Between 1988 and 1997, 651 cases of BDC were resected in Japan with a 5-year survival rate of 23% for middle BDC and 32% for lower BDC [1]. However, there were no BDC cases complicated by PVTT. Generally, CT and abdominal ultrasound are helpful for preoperative diagnosis of PVTT [10, 11]. In the present case, FDG-PET scan combined with CT clearly demonstrated the main lesion with PVTT. Development of collateral veins due to portal occlusion was also clearly visualized. Although PVTT is extremely rare in BDC, on the basis of these findings we diagnosed this portal occlusion not as cancer invasion but as PVTT.

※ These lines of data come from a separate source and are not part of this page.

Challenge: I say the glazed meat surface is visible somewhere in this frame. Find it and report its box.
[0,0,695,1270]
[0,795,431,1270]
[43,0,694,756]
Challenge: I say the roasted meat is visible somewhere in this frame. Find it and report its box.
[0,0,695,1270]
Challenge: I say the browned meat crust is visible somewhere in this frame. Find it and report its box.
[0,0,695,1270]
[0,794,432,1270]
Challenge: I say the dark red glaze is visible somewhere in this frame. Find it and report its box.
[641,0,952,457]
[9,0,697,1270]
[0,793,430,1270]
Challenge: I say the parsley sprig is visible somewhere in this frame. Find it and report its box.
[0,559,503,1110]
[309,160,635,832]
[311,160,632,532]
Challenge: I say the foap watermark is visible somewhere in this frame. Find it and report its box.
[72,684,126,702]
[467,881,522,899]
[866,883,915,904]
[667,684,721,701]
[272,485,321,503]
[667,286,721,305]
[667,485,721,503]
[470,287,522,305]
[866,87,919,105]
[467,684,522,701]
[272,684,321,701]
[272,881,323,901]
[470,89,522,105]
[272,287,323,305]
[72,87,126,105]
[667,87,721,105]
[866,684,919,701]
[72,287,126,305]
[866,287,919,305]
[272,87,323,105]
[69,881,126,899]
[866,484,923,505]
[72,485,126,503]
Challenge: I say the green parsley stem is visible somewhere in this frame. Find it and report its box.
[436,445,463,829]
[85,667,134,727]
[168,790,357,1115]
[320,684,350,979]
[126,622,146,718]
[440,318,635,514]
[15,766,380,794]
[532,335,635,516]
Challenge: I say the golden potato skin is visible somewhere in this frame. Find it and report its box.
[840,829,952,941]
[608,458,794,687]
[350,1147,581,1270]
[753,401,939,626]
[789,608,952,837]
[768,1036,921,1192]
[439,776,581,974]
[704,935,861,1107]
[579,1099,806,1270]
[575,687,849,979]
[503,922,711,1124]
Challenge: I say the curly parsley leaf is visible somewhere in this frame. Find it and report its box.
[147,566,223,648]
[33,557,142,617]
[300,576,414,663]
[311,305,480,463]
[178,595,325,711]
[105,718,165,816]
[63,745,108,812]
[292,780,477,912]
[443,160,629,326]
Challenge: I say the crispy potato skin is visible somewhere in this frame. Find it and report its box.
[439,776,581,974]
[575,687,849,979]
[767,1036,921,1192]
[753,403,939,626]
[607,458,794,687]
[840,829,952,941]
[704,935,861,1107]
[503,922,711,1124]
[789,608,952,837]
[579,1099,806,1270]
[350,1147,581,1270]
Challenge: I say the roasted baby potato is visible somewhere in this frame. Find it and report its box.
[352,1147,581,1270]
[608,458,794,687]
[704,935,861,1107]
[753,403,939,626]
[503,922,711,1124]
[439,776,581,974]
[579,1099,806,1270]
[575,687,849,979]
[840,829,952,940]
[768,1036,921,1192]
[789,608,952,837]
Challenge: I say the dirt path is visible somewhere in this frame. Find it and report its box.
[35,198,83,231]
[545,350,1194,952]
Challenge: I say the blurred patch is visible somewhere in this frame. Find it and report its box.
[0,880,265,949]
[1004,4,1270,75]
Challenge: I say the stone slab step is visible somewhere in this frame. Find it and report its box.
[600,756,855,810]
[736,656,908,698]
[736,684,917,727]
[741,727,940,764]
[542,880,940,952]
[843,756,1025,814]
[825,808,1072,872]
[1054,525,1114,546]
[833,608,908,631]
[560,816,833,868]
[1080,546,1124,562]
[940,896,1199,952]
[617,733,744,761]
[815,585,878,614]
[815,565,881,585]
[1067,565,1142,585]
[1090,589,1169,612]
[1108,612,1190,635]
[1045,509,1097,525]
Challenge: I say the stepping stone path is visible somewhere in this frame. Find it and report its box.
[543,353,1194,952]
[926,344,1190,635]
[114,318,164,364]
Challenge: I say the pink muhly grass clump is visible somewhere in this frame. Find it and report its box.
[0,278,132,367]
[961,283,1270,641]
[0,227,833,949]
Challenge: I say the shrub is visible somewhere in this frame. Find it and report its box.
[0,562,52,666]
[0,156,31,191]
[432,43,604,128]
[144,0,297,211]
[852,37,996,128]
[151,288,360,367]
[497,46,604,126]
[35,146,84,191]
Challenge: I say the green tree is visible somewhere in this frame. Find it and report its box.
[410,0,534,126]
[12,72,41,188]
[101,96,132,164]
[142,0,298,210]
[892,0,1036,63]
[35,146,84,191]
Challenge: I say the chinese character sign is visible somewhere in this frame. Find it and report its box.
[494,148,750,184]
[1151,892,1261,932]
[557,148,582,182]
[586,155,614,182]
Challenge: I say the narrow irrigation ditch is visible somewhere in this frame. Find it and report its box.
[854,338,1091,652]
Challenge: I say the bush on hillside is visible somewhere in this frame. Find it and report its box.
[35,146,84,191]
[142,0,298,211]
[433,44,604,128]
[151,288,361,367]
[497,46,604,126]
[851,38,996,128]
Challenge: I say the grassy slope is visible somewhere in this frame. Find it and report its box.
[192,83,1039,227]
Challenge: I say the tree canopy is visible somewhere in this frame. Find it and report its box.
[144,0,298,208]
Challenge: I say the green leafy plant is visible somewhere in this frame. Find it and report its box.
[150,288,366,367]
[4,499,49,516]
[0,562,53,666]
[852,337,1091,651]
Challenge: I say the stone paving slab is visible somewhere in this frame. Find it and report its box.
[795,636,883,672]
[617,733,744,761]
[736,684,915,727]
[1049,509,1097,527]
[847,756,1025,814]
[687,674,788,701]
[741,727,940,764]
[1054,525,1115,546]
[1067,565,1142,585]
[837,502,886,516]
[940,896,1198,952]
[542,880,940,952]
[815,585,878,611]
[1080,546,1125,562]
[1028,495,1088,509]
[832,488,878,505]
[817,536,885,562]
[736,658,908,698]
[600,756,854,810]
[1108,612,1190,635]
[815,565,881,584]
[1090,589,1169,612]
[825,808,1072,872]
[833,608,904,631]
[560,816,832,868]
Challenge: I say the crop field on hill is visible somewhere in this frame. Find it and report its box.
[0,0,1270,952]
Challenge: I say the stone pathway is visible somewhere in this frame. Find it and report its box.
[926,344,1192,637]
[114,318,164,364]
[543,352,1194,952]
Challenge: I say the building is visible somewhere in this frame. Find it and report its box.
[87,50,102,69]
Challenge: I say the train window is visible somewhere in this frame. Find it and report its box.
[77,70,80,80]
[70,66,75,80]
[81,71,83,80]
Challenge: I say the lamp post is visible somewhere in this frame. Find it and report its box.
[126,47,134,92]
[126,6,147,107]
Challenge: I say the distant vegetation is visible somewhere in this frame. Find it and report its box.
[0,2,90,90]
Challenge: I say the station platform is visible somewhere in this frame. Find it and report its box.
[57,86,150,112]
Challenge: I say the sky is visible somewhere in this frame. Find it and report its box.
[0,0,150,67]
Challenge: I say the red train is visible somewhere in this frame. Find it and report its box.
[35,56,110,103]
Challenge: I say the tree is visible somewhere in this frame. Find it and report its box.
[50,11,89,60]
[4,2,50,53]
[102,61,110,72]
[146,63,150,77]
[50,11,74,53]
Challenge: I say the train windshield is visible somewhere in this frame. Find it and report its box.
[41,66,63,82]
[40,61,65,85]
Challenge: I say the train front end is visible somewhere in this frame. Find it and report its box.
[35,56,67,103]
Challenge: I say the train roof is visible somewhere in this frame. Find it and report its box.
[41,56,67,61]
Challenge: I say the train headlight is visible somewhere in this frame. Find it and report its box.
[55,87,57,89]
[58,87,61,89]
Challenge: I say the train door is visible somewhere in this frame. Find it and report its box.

Recently, FDG-PET scan has been widely adopted for diagnosis of pancreato-biliary malignancy and metastatic liver tumors, and is reported to be useful for detection of extrahepatic metastasis [1217]. FDG-PET scan combined with CT will become a key examination for hepato-biliary pancreatic malignancies. Although PVTT due to other malignancies is caused by direct invasion of the PV and is usually connected to the main tumor, in the present case the connection between the BDC and PVTT was unclear and there was no clear direct invasion to the PV. Therefore, combined resection of the PV including the PVTT was not performed, and the PVTT was extracted by dividing the PV. Although histological examination was also unable to demonstrate invasion, it is likely that direct microscopic invasion to the PV would have been present, resulting in PVTT.

As mentioned above, the prognosis of malignancies associated with PVTT is usually poor. Our patient received standard adjuvant chemotherapy using gemcitabine, [18] and is currently doing well without any signs of recurrence 18 months after surgery.

Conclusion

We have described the first reported case of BDC with PVTT, with special reference to the diagnostic utility of FDG-PET scan. Even if the condition is advanced, surgical treatment combined with adjuvant chemotherapy may be feasible in selected patients.